2. Trade-Off Awareness
- Recognize and quantify trade-offs: latency vs. throughput, consistency vs. availability, cost vs. reliability.
- Include business, operational, and cross-team implications.
- IC7-level thinking anticipates tangential trade-offs proactively.
3. Known Patterns & Abstractions
- Apply reusable patterns: caching, sharding, load balancing, replication, event-driven architectures.
- Avoid reinventing solutions; justify deviations clearly.
4. Scalability & Reliability
- Horizontal vs. vertical scaling.
- Fault tolerance, retries, backpressure handling, recovery strategies.
- Monitoring, alerts, and observability planning.
- Consider future-proofing and maintainability.
5. Communication & Influence
- Present a structured narrative: context → problem → options → trade-offs → recommendation.
- Highlight strategic impact, not just technical correctness.

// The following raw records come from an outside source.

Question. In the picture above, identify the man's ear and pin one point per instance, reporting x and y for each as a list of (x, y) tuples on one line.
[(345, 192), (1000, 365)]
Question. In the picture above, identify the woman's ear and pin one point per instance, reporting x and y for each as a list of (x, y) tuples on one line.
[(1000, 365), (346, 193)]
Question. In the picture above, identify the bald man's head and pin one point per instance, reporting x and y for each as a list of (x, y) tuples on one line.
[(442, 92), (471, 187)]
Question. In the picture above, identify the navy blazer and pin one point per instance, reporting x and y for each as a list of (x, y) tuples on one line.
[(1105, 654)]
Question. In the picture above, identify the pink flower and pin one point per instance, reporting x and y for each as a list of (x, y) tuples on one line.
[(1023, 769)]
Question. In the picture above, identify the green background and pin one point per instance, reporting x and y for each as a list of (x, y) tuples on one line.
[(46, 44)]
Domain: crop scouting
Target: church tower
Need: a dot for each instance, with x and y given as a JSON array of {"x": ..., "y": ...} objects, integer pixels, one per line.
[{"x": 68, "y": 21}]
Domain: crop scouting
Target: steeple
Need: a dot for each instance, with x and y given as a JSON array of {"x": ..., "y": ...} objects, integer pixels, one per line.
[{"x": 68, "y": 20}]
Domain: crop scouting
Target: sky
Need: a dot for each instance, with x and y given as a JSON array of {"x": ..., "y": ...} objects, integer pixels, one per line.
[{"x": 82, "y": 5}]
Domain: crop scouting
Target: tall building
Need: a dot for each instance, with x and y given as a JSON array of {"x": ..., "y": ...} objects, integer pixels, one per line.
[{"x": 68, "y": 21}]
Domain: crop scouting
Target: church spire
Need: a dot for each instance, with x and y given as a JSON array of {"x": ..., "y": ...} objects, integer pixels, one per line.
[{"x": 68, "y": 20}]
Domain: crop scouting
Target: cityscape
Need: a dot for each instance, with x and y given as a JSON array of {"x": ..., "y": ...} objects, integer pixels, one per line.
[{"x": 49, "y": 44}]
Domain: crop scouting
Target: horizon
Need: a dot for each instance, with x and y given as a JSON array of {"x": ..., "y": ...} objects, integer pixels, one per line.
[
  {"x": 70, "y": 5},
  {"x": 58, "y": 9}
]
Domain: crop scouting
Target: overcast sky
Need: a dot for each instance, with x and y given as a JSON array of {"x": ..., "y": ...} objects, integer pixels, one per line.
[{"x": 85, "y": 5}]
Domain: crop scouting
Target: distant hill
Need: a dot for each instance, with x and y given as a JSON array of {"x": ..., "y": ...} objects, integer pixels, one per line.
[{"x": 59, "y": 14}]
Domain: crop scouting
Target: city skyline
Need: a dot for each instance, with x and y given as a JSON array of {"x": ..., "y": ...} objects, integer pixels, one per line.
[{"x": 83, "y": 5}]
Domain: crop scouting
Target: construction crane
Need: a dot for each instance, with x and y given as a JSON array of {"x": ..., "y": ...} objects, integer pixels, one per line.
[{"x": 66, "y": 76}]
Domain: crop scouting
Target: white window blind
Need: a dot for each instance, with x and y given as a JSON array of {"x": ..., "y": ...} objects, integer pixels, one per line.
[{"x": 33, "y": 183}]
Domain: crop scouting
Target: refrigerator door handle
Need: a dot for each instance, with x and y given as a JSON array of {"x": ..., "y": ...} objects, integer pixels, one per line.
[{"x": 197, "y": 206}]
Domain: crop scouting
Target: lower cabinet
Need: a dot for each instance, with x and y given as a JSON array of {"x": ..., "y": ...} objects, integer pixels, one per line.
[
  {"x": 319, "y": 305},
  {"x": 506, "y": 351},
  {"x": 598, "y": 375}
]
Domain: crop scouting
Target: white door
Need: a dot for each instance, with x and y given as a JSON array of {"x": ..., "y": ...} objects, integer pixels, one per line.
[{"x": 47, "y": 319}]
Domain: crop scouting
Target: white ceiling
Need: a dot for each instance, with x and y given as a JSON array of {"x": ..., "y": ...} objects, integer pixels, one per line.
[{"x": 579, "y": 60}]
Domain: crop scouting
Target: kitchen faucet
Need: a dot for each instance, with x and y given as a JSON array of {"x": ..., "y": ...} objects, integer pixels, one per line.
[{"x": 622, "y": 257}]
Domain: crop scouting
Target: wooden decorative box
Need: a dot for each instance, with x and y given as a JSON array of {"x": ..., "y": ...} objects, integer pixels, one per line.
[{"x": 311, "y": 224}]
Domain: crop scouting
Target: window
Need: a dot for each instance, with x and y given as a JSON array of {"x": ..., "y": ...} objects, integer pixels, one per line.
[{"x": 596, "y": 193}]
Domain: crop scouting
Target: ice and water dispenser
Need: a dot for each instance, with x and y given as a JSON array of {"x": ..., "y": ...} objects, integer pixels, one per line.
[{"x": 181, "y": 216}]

- Prepare concise “elevator pitches” for directors, PMs, and cross-functional teams.
IC6 System Design Practice Checklist
Requirements & Clarification
- Functional vs. non-functional requirements.
- Latency, throughput, SLAs/SLOs.
- Ownership boundaries & team responsibilities.
- Expected growth & future-proofing needs.
High-Level Design
- Identify major components & interactions.
- Map data flow (ingestion → processing → serving).
- Define APIs, interfaces, and abstractions.
- Highlight cross-team dependencies.
Scaling & Reliability
- Horizontal vs. vertical scaling.
- Caching, sharding, partitioning.
- Fault tolerance & retries.
- Observability: monitoring, alerting, metrics.
Tradeoffs & Options
- Pros/cons of architectural choices.
- Cost vs. performance vs. complexity.
- Business impact of each option.
Edge Cases / Failure Modes
- Identify points of failure and mitigation strategies.
- Discuss backpressure, stale data, network issues.
- Recovery, retries, fallback logic.
Influence & Communication
- Summarize decisions for non-technical stakeholders.
- Highlight trade-offs explicitly.
- Show strategic impact and maintain leadership presence.
Leadership Presence
- Lead calmly and confidently.
- Encourage team input while framing final decisions.
- Maintain focus on high-leverage improvements.